The whisper on Wall Street and the blunt front page articles of business magazines--such as the October 28th edition of Fortune entitled “Is Real Estate Next?”--all imply that property prices are vulnerable to a significant setback in the next 12 months. Certainly, some real estate will do better than others, but all the indications point to a bubble in both the residential and commercial real estate markets.

Home prices are important because many households have been tapping into the value of their homes by taking out home-equity loans or refinancing their mortgages and taking out cash in the process. Because the values of their homes are rising, they have been able to take out cash without putting a serious dent in their overall wealth. If prices start to slip and homeowners -- of which there are 68 percent in the country -- begin to feel less rich, they might try to cash in on their real estate, in a mass exodus, creating a bubble that could burst like what we saw with the NASDAQ.

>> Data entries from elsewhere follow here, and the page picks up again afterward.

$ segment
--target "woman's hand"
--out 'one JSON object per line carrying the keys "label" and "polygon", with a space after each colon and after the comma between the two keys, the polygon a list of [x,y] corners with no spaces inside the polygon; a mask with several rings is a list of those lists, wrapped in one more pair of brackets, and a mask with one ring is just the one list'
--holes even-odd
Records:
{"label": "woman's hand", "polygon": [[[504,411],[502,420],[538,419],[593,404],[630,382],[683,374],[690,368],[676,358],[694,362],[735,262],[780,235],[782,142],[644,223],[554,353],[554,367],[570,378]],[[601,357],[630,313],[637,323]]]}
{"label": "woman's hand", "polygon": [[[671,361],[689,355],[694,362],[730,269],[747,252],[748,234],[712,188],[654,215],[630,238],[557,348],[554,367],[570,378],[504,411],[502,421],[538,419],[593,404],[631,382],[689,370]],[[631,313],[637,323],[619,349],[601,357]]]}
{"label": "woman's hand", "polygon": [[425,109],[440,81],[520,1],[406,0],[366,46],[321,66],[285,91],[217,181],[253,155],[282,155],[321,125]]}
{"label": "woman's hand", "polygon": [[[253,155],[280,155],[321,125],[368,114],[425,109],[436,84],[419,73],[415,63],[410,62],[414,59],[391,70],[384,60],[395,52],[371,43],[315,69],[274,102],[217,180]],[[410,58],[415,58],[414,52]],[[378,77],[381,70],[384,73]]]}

Additionally, rising property taxes in states and municipalities that are seeking to close budget gaps, and lower investment returns, are seen as possibly causing distress for the real-estate market.

In fact, all of this speculation on the real estate bubble, has brought pressure on Fannie Mae, which is now seen as overvalued. In fact, controversy has swirled around this government-sponsored mortgage-finance concern since August, when management disclosed that the so-called duration gap, which measures the balance between cash flows from the company's liabilities and assets, was beyond targeted range for a second consecutive month.

The stock has since recovered on strong quarterly results but it may very well become ensnared in an eventual mortgage-market slowdown or a deflating real-estate bubble. Bottom line: Fannie Mae has so many institutional holders that when the selling begins, the floor may give way as sell orders for Fannie Mae rush into the trading pits. What does this mean? Fannie Mae’s stock price could soon be taking a nose dive.

The Bottom Line Comes Down to Trusting Your Money Manager and Yourself

So, what is the bottom line? Earnings are looking better, but our economy is not yet out of the woods. The economic reports are shaky and there is a looming fear of a real estate bubble ready to burst. In the meantime, the commitments that Washington made to us last summer -- cracking down on accounting fraud, enforcing accounting standards, prosecuting wrong-doers -- still have yet to pan out.

So, that is why it is important to invest in companies that have been around for a while and which will survive every part of a market cycle. In fact, it is important to keep in mind that we are simply in a market cycle that will pass. Recovery is only around the corner. The objective is to make it through any and all cycles with your wealth intact and your nerves unshaken.
 
How to do this? First, stay well diversified between fixed income and equities and make sure that there is an international component to your portfolio. The key is to invest in companies that you know, such that you can understand what they do and what their real future prospects might be -- it’s easier to deceive investors about a claimed 1,000 percent future increase in fiber optic demand than it is to misrepresent the popularity of Wal-Mart and Costco or the demand for Cheerios and Tylenol or even the number of subscribers to Sprint’s cell phone service and to Echostar’s Dish Network.

All you have to do is look at the parking lots or in people’s kitchen and bathroom cabinets and at the cell phone hanging from their belt or the TV that is in their living room and the truth will be staring back at you.  And from such simple truths comes the larger truth: if people are buying the company’s products, the stock will do just fine.